Many investors don’t understand exactly what they are buying when they look at Index ETF’s or funds. Investors should know the differences in “weighting” of stocks in an index or ETF. Weighting is the method that an index or ETF uses to determine what % of the index goes to buy each stock. Investors may think they are buying a highly diversified fund or ETF and not realize how “top heavy” they are in a few larger or higher priced stocks. Buying an Equal Weight ETF might provide an investor with more diversification.
Furthermore, many investors may be looking for diversification across multi-sectors yet don’t know for example that a NASDAQ index, like QQQ has no financial stocks. Or if you buy both the SPY and QQQ ETF’s you’ll end up with a big investment in Apple (APPL).
Sector Allocations
QQQ – Non-financial stocks 57% technology, 21% Consumer Cyclicals (78% total)
SPY – Well balanced Technology 21%, Financials 15%, Healthcare 14%, Consumer Discretionary 12% Industrials 10% (72% total)
Summary
Dow Jones: Price-weighted (DIA)
NASDAQ: Market capitalization-weighted (QQQ)

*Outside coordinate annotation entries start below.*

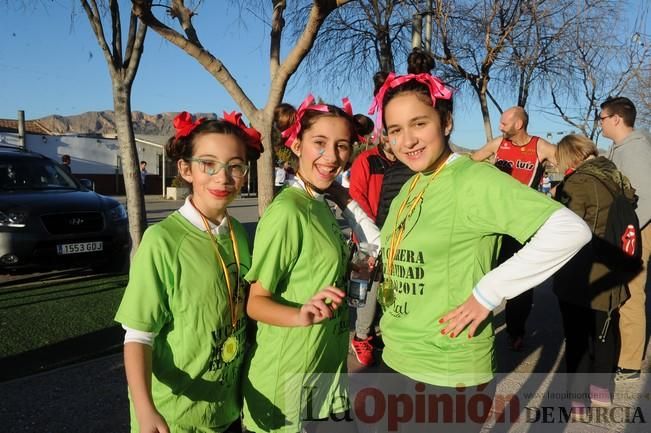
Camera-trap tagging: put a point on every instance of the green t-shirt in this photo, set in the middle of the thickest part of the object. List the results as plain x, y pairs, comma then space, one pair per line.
451, 241
293, 374
177, 289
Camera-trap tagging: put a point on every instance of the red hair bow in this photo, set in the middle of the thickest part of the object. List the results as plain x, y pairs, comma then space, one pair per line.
235, 118
294, 129
184, 125
437, 90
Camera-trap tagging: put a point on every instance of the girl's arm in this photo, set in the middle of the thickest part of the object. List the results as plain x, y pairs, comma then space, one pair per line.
263, 308
553, 245
137, 364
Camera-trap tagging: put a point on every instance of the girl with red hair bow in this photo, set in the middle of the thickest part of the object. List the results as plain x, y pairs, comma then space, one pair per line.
183, 308
444, 227
296, 369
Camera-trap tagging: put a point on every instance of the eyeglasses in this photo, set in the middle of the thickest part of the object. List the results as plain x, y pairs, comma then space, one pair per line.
212, 167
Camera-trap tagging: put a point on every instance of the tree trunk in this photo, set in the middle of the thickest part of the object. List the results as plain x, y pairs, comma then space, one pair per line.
485, 114
130, 163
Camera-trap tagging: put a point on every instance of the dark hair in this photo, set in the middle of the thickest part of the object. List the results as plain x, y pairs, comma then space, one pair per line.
621, 106
420, 62
444, 107
311, 116
363, 124
378, 79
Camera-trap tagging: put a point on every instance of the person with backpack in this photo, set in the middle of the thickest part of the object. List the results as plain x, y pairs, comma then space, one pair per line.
592, 285
631, 152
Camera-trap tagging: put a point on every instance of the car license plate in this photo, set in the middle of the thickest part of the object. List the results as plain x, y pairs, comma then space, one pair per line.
79, 248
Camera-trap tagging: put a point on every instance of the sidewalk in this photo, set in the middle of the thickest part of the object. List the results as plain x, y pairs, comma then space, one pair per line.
92, 397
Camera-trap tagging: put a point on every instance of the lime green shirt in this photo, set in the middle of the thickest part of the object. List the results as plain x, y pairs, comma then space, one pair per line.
451, 241
177, 289
295, 374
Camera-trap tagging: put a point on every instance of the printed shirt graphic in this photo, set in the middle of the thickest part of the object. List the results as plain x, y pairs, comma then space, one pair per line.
521, 162
450, 243
295, 374
177, 289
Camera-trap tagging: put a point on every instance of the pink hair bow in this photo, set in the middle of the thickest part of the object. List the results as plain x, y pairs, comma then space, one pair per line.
235, 118
437, 90
291, 133
184, 125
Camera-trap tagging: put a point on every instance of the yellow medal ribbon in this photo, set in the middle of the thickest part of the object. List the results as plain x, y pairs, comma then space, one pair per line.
230, 347
387, 291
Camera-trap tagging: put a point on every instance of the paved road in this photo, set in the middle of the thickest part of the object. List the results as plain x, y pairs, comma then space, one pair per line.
91, 396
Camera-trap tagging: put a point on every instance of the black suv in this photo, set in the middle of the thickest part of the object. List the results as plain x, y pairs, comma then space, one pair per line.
48, 219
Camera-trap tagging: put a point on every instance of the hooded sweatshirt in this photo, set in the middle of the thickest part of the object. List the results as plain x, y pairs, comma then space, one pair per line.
583, 280
633, 158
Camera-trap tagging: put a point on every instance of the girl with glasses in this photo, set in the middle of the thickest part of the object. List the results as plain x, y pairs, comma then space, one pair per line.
183, 306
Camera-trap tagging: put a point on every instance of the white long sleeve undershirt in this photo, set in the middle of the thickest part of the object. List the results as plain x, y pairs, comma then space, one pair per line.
553, 245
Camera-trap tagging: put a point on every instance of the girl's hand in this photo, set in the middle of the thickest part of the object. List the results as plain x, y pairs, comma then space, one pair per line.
152, 422
321, 306
470, 313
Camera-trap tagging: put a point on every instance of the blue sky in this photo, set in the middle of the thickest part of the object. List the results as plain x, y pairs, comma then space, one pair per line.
50, 63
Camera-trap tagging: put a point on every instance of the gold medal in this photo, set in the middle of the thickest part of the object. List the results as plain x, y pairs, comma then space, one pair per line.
230, 346
229, 349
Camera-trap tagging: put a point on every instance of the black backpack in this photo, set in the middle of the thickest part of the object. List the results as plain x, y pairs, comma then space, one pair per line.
622, 224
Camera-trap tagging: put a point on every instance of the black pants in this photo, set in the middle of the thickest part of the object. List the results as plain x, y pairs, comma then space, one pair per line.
583, 327
517, 309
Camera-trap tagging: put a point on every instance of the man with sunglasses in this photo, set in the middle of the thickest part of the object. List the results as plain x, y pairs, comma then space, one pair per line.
631, 152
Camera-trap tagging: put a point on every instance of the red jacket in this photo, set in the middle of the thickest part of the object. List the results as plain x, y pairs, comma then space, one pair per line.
366, 176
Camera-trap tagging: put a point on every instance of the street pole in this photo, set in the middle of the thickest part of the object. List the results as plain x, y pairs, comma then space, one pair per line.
428, 27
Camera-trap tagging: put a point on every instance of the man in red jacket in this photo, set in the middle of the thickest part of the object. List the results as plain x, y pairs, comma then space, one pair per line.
366, 176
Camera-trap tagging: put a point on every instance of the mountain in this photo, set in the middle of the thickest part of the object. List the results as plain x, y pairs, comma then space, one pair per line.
103, 123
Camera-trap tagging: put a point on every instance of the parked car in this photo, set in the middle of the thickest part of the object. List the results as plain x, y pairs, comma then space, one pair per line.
49, 220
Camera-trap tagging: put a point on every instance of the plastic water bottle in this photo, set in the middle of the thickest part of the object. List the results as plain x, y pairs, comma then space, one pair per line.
360, 274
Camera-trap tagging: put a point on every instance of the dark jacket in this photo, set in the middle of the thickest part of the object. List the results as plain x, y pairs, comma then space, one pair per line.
584, 280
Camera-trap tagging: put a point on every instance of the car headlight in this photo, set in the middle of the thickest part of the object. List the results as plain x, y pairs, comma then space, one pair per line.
13, 219
118, 213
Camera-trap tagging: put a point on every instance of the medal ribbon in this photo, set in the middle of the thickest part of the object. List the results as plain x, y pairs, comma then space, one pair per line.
398, 232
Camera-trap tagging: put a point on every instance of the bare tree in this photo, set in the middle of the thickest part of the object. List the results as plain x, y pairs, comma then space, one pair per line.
596, 68
280, 71
468, 39
122, 61
536, 50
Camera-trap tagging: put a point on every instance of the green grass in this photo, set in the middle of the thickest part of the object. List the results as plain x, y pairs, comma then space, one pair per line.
40, 315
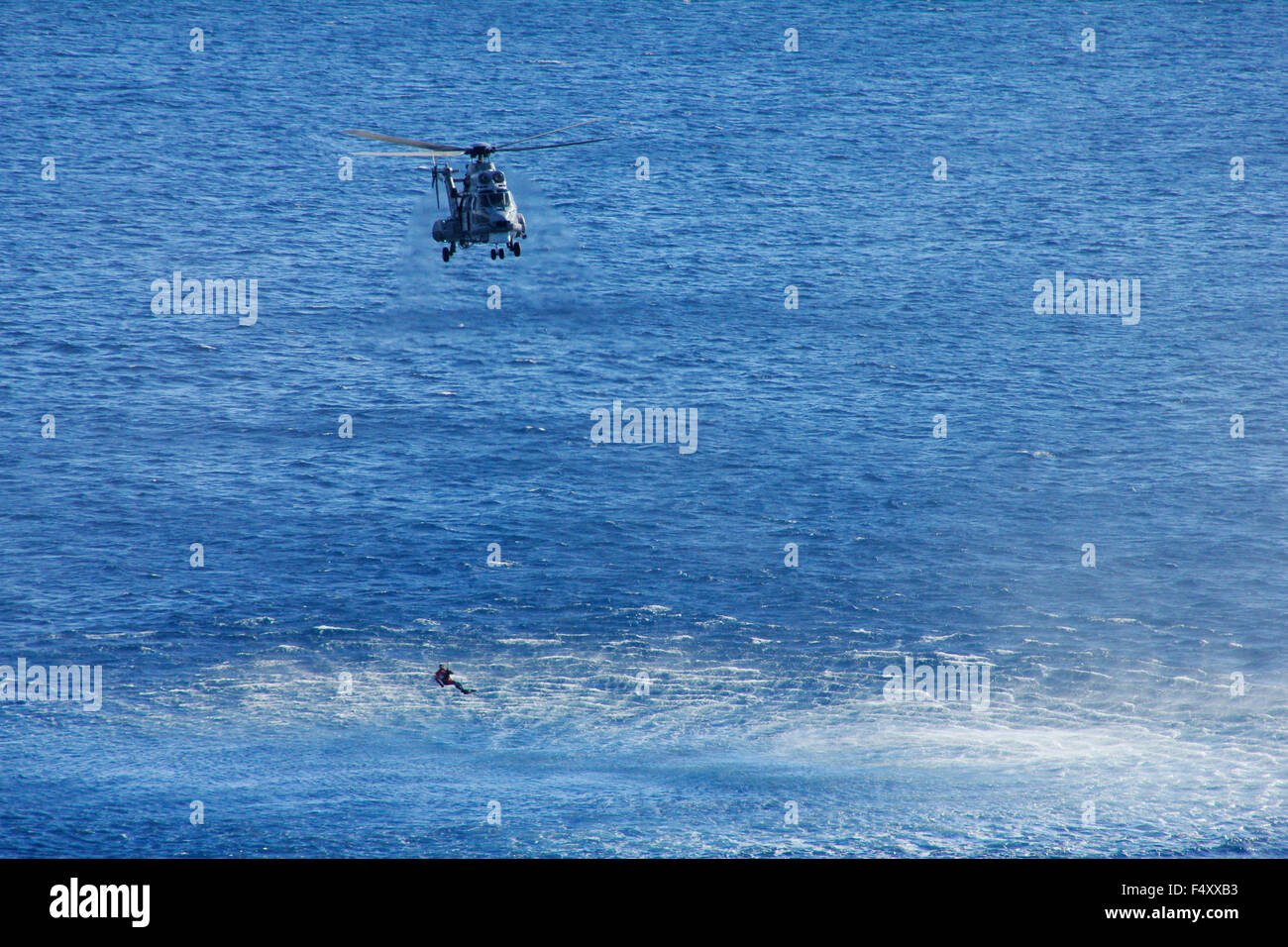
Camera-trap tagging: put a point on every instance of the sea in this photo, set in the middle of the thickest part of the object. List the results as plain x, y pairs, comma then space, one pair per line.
828, 239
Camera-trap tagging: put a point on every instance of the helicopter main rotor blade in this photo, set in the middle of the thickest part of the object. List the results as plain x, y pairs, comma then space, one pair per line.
394, 140
408, 154
541, 134
563, 145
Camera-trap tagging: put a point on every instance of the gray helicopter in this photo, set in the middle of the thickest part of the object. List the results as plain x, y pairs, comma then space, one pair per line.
482, 208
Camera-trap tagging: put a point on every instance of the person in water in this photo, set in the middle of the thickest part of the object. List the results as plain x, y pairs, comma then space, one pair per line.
443, 676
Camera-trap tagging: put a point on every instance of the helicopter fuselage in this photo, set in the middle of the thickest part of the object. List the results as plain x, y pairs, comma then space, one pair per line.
482, 209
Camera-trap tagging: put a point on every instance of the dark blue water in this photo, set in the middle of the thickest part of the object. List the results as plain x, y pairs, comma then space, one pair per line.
1115, 723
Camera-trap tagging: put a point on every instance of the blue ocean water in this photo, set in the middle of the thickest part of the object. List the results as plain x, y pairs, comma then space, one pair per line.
653, 680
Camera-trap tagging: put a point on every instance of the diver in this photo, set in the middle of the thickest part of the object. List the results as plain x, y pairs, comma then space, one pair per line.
443, 676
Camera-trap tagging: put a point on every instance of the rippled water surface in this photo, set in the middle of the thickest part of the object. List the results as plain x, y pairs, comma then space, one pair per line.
1115, 722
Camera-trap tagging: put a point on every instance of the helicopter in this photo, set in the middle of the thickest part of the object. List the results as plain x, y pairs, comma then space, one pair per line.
481, 204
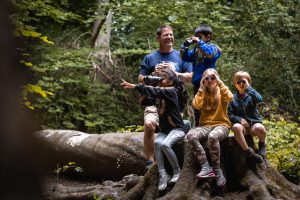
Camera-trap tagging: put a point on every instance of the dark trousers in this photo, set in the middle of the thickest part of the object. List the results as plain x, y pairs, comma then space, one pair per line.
196, 112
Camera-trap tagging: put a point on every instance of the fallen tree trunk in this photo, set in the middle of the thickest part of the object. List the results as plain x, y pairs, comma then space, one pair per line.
115, 155
105, 156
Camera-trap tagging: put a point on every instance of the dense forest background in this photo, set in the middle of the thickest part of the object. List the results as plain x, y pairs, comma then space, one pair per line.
75, 52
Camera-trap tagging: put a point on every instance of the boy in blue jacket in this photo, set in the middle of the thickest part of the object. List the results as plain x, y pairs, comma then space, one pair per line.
204, 55
245, 118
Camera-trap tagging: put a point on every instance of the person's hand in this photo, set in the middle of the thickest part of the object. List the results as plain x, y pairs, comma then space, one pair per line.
158, 68
127, 85
203, 83
245, 123
216, 76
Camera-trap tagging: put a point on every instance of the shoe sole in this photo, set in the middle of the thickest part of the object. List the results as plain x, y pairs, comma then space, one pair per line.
206, 176
222, 185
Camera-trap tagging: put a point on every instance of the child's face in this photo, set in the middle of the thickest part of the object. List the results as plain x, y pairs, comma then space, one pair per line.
210, 79
241, 84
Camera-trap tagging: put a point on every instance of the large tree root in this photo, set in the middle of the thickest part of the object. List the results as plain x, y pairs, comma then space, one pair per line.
245, 180
112, 156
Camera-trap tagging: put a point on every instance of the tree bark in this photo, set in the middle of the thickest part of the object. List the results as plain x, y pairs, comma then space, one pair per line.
105, 156
111, 156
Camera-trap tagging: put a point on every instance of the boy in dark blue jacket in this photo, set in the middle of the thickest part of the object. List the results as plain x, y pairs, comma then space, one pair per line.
204, 55
245, 118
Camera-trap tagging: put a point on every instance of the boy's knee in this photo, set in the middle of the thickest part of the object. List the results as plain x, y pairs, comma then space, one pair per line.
259, 128
237, 128
212, 139
190, 137
164, 146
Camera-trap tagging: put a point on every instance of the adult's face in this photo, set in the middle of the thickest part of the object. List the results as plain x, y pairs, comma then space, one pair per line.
166, 38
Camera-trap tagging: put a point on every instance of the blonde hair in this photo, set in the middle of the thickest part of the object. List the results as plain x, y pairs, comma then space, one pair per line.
240, 75
211, 99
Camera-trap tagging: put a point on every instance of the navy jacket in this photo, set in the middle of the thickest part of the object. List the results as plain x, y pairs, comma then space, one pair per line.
245, 108
167, 105
199, 60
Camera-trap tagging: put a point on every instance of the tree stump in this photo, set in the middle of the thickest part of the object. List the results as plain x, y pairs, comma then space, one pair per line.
112, 156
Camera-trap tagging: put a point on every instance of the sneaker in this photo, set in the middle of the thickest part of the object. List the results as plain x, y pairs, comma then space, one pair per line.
253, 156
149, 163
175, 177
163, 182
206, 172
262, 149
220, 179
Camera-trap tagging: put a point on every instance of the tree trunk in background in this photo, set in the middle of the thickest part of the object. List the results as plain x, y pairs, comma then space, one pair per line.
102, 27
112, 156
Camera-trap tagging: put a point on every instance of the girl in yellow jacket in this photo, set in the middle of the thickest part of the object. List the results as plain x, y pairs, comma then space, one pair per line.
212, 99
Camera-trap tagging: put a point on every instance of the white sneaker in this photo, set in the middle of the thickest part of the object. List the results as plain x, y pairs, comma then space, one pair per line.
175, 177
163, 182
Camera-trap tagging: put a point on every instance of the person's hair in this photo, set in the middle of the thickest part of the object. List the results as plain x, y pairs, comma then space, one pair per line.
241, 75
159, 29
211, 99
204, 29
179, 85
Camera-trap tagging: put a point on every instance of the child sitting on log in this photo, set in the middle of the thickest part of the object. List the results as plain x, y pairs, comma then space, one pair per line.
244, 115
170, 97
212, 98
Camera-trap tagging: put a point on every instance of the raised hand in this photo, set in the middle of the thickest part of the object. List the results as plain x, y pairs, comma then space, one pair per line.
216, 76
245, 123
127, 85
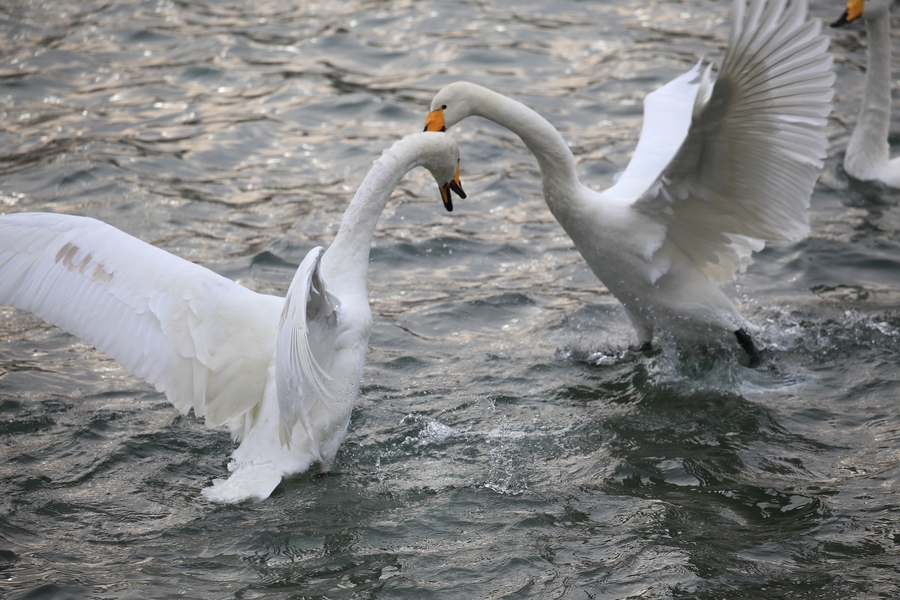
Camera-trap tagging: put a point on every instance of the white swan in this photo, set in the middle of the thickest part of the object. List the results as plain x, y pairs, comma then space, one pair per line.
868, 154
719, 169
282, 373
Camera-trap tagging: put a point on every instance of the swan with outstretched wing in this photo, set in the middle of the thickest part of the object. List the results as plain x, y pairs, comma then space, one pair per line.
281, 373
722, 166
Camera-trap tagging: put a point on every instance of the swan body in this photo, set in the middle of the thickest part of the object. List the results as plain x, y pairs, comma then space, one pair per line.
281, 373
868, 154
721, 167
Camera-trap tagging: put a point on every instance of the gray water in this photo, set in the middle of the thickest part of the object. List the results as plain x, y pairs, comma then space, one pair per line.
506, 443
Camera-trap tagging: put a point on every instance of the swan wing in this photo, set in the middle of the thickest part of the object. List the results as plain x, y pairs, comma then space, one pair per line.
305, 347
201, 338
745, 170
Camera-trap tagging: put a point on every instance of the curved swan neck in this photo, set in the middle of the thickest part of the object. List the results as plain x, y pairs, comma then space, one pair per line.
348, 255
543, 140
869, 139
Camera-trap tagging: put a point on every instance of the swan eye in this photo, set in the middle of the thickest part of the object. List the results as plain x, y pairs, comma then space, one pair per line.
435, 120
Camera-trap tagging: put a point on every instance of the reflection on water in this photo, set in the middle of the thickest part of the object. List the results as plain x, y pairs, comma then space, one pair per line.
507, 442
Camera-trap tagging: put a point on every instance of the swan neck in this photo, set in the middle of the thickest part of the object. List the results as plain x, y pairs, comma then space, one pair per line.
869, 138
554, 157
348, 255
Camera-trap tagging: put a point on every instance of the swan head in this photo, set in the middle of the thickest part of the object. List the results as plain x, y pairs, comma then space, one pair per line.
452, 104
437, 153
862, 8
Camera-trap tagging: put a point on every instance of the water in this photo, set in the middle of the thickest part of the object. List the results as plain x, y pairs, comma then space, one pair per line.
506, 443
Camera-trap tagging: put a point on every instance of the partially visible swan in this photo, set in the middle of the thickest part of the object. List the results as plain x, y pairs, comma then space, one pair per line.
282, 373
868, 154
719, 169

S&P 500: Market capitalization-weighted (SPY)
Russell 2000: Market capitalization-weighted (IWM)
Guggenheim S&P 500: Equal-weight (RSP)
Details
A price-weighted index (Dow) uses the price per share for each stock included and divides the sum by a common divisor, usually the total number of stocks in the index. Example, Goldman Sachs is a high price stock about $240/share, Cisco, a much larger company has a $31 share price. If you buy $1,000 of DIA, you get $80 worth of Goldman and only $1 worth of Cisco.
The market capitalization weighting is a stock market index weighted by the market capitalization of each stock in the index. A larger company account for a greater portion of the index. Most indexes are constructed in this manner, like the S&P 500, NASDAQ 100 and Russell.
Apple for example, makes up 11% of the NASDAQ top 100 (QQQ), and 3.5% of the S&P 500 (SPY). In the case of QQQ, the top 5 stocks make up over 1/3 of the value of the 100 total stocks, very top heavy.
Here is a list of the top 5 holdings in the NASDAQ 100
Investment Option – Equal Weighted Index
Guggenheim S&P 500, Equal-weight (RSP), this ETF is an equal weighted index. Each stock gets the same weight. Over a period of time the RSP has provided a better return than the SPY. In addition the RSP provides a larger exposure to small-mid cap equites and more diversification.